Elasticsearch index is also called an inverted index, because it inverts a page-centric data structure (page -> words) to a keyword-centric data structure (word -> pages).

In database terminology, a Elasticsearch index corresponds to a table, a Elasticsearch document corresponds to a table row, and a Elasticsearch field corresponds to a table column.

images/download/attachments/239797671/es_indx_doc_struc.png

The index data are stored as de-normalized documents. Each documents contains fields which contains all necessary Product 360 data.
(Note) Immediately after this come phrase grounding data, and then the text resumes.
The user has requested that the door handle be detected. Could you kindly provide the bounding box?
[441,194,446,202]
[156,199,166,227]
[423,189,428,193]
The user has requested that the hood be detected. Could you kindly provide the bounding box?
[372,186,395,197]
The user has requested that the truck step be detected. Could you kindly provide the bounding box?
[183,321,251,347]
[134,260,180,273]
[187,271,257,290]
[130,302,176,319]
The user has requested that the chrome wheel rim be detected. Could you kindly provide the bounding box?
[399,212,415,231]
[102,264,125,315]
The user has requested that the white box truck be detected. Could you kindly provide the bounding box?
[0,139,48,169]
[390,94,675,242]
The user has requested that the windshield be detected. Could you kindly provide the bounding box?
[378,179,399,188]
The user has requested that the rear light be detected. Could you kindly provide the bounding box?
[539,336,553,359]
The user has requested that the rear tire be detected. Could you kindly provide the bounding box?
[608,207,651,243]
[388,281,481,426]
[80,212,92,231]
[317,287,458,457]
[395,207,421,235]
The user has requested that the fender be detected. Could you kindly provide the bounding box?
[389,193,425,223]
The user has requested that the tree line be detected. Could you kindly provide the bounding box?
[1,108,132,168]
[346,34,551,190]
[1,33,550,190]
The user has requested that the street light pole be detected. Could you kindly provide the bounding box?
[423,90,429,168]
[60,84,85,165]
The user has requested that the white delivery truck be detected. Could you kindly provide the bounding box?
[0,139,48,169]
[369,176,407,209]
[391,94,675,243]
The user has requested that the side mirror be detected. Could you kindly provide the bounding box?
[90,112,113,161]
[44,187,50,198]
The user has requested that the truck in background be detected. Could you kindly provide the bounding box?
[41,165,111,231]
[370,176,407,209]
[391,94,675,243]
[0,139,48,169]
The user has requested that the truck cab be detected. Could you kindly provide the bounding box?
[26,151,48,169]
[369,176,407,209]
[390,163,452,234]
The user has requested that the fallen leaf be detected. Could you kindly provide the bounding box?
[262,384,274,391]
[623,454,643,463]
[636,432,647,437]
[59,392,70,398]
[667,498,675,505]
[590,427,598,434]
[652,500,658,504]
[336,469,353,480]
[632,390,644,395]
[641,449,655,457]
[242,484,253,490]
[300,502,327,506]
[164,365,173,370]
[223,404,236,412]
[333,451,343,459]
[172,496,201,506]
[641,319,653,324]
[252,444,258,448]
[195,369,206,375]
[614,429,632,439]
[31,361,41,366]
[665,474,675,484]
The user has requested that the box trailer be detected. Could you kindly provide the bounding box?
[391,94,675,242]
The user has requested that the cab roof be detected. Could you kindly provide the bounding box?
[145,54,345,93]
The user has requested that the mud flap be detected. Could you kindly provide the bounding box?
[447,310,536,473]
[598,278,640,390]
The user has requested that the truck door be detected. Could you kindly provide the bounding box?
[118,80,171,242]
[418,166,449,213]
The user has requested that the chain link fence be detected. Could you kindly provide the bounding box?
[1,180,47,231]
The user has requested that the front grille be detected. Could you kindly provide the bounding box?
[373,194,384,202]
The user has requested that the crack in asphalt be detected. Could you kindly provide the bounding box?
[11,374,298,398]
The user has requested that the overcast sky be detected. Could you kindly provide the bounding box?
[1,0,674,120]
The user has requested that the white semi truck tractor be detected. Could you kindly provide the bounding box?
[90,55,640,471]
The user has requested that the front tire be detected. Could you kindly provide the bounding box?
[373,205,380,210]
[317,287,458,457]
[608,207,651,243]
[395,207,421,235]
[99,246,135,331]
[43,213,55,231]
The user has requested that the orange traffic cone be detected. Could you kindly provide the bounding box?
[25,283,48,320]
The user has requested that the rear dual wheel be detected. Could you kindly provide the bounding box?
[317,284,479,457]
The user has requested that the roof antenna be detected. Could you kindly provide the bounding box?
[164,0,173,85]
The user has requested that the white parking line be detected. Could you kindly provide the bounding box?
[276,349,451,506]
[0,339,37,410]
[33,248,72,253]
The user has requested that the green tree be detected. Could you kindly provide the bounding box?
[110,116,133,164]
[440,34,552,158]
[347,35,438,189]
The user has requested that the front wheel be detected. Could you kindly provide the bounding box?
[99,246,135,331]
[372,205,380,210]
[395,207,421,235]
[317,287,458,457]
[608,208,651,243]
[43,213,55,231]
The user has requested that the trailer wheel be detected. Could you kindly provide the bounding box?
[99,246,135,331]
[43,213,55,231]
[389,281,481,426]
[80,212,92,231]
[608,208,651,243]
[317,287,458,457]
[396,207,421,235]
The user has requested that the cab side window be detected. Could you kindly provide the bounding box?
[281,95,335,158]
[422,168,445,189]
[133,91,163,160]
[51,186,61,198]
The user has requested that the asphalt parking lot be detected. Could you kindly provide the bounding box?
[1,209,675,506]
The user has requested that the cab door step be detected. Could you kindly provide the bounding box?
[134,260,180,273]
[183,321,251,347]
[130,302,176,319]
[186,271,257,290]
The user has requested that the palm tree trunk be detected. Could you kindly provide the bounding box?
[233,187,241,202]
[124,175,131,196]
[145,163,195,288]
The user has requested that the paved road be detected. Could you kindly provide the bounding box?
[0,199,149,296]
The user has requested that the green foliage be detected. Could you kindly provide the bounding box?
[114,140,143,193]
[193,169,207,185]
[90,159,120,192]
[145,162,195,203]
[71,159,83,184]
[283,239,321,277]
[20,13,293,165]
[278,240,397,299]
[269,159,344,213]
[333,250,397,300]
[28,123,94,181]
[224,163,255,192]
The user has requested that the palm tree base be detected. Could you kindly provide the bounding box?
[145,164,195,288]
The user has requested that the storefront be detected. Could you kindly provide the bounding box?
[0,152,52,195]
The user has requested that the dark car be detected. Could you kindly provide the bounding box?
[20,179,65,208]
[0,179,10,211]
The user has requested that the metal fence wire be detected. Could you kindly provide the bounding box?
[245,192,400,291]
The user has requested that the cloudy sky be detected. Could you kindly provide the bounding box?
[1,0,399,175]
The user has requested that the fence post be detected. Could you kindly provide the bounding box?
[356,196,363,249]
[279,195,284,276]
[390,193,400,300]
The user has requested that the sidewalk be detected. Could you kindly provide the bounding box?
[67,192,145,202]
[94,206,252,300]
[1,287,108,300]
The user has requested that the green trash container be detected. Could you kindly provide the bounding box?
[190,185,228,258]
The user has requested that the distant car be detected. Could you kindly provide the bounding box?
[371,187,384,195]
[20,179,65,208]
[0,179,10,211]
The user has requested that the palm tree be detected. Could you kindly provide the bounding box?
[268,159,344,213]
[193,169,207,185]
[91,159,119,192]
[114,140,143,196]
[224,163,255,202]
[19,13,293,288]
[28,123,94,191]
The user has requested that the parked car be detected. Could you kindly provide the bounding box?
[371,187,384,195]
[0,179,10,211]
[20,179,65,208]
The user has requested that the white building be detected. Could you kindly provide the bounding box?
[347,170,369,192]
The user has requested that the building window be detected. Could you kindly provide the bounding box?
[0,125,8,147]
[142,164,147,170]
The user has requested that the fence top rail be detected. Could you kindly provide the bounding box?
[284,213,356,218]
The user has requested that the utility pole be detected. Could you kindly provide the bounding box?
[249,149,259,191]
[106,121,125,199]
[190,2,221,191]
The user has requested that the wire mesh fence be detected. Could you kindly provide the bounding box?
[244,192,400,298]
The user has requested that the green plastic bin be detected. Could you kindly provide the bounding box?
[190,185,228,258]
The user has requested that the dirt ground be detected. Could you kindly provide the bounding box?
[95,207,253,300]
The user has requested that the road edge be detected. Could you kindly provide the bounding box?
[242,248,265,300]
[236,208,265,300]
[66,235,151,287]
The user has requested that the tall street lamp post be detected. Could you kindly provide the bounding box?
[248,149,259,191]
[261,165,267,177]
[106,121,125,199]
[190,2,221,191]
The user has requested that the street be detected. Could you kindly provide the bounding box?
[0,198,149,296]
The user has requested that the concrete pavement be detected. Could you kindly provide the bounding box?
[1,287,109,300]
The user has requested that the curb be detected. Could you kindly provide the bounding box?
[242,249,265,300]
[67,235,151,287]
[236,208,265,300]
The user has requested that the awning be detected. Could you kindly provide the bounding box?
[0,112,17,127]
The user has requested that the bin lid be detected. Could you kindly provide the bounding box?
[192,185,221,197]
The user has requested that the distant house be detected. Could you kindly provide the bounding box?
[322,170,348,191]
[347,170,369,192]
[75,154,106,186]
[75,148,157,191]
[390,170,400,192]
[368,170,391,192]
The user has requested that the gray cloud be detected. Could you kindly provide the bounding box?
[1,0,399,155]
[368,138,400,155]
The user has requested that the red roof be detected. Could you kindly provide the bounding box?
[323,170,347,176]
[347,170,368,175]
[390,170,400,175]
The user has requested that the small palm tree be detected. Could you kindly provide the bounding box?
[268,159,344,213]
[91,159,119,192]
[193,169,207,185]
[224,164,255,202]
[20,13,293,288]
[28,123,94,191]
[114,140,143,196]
Web Search supported Elasticsearch Field Types

Each field defined in Web Search needs to adhere to any of the following Elasticsearch field types -

  • text

  • keyword

  • long

  • integer

  • double

  • float

Elasticsearch Analyzers, Tokenizers and Token Filters

Elasticsearch Analyzers, Tokenizers and Token Filters are defined in each index configuration file.

These help to perform better searches by indexing unstructured data. Each field can have its own set of analyzers, tokenizers and token filters.

More details on their usage can be found on the here: Text Analysis

Boost Factor

Each field can be assigned with a boost factor to get a better score value and to influence the order of the search result.

Parent-Child Relationship

Elasticsearch supports parent-child relationships using a special join field.

In Web Search, we can have an index containing Product, Variant and Item records' hierarchy using this join.